Quanto all’altra forma di schiavitù, i matrimoni imposti - 22 milioni di casi - il primo dato rilevante è che, rispetto al 2016, sono aumentati di 6,6 milioni. Inoltre è indubbio che l’effettiva entità di questo fenomeno è assai maggiore. Ma non è possibile registrare con accuratezza il fenomeno per la difficoltà di raccogliere dati e testimonianze, specie per quel che riguarda i minori che hanno 16 anni o di meno. Va da sé che in genere i matrimoni di minori sono da considerarsi imposti perché un minore non può legalmente acconsentire al matrimonio.
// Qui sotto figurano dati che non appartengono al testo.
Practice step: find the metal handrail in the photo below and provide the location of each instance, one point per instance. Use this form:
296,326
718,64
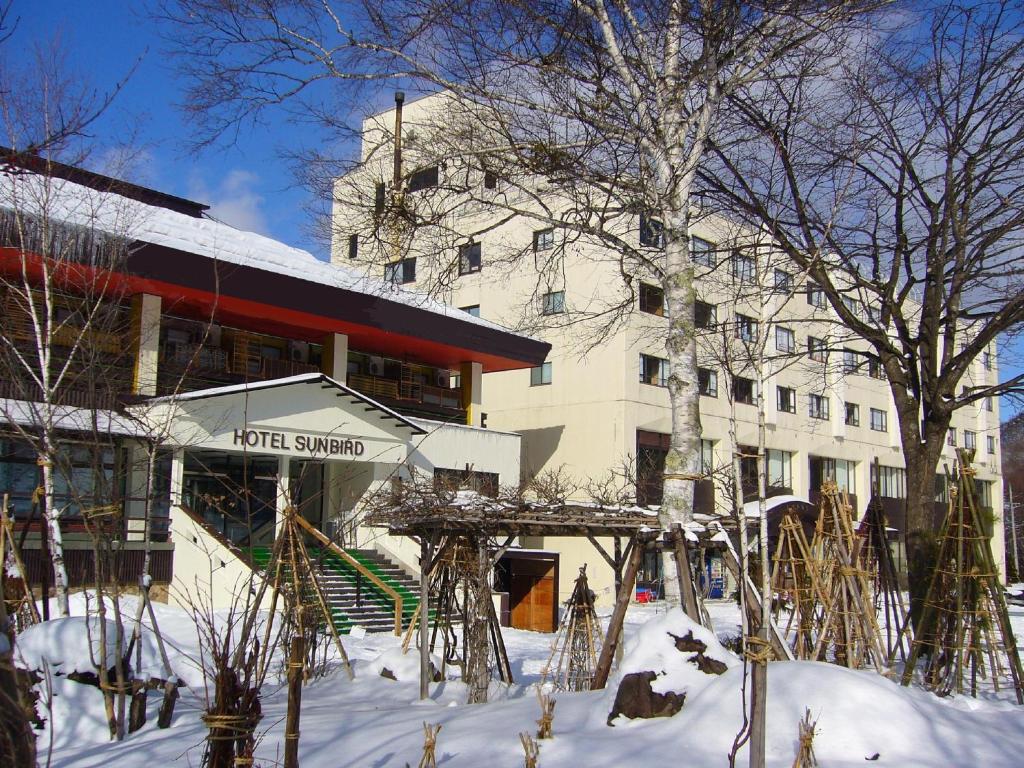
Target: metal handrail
359,568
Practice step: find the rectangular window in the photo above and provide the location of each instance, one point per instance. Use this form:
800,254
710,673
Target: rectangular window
469,258
970,439
400,272
708,382
742,390
653,371
785,339
553,302
785,399
651,299
880,420
850,361
817,407
423,179
705,314
852,415
816,349
702,252
747,328
544,240
889,482
743,267
779,468
651,232
815,296
540,375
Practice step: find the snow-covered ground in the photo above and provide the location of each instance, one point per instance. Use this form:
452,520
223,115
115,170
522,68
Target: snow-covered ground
378,723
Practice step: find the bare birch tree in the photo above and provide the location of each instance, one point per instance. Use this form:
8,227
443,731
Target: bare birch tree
892,175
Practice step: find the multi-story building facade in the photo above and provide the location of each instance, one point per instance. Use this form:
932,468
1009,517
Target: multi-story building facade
600,398
258,376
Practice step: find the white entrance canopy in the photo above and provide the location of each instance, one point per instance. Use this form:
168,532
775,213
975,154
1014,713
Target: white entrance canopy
304,417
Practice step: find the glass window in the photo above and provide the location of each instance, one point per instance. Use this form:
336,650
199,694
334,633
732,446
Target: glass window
880,420
401,271
852,415
544,240
702,252
653,371
553,302
786,399
817,407
708,382
816,349
743,390
469,258
540,375
785,339
651,299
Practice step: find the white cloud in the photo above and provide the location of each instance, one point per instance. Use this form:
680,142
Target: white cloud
235,200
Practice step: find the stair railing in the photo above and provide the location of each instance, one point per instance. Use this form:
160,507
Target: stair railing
359,568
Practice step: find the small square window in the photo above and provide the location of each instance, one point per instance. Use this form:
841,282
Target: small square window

Le vittime di matrimonio imposto sono quasi tutte donne, non solo minorenni, e in gran parte, ovvero in oltre l’85% dei casi, sono i familiari a imporre ai figli il matrimonio non consensuale. Sono numerosi tuttavia anche i casi di giovani donne, soprattutto appartenenti a minoranze etniche e religiose, che vengono rapite e costrette a sposare il loro sequestratore. È il caso di migliaia di ragazzine cristiane e indù in Pakistan, rapite da uomini musulmani e costrette inoltre a convertirsi all’Islam. Due terzi dei matrimoni imposti si registrano in Asia, in ragione del numero elevato dei suoi abitanti (oltre 4,7 miliardi su un totale mondiale vicino agli otto miliardi), ma in termini percentuali al primo posto vengono l’Africa e i paesi arabi. I matrimoni imposti, correttamente precisa il rapporto, sono manifestazione e retaggio di istituzioni patriarcali. Va aggiunto che quando, come è tradizione di molte etnie, il contratto matrimoniale prevede inoltre la corresponsione del cosiddetto prezzo della sposa, un ammontare concordato di beni e/o denaro pagato dall’uomo alla famiglia della donna chiesta in moglie, la donna, minore o adulta che sia, è consegnata per sempre all’uomo e alla famiglia che hanno pagato per lei. Anche il lavoro minorile, addirittura infantile, in realtà fa parte della tradizione di molte etnie, laddove l’organizzazione sociale gerontocratica e patriarcale consente ai capifamiglia, e di fatto impone, di affidare ai figli maschi ancora bambini le attività lavorative per assumere lo status di anziani, incaricati unicamente del governo della comunità famigliare e di clan. In effetti le “moderne schiavitù” in gran parte perpetuano antiche istituzioni praticate da secoli e millenni.
Nel presentare il rapporto, Grace Forrest, direttore di Walk Free, ha dichiarato: “La moderna schiavitù è l’antitesi dello sviluppo sostenibile. Tuttavia nel 2022 continua a sostenere la nostra economia globale. È un problema creato dall’uomo, legato sia alla schiavitù storica sia a persistenti disuguaglianze strutturali. In quest’epoca di crisi, una autentica volontà politica è la chiave per mettere fine a queste violazioni dei diritti umani”.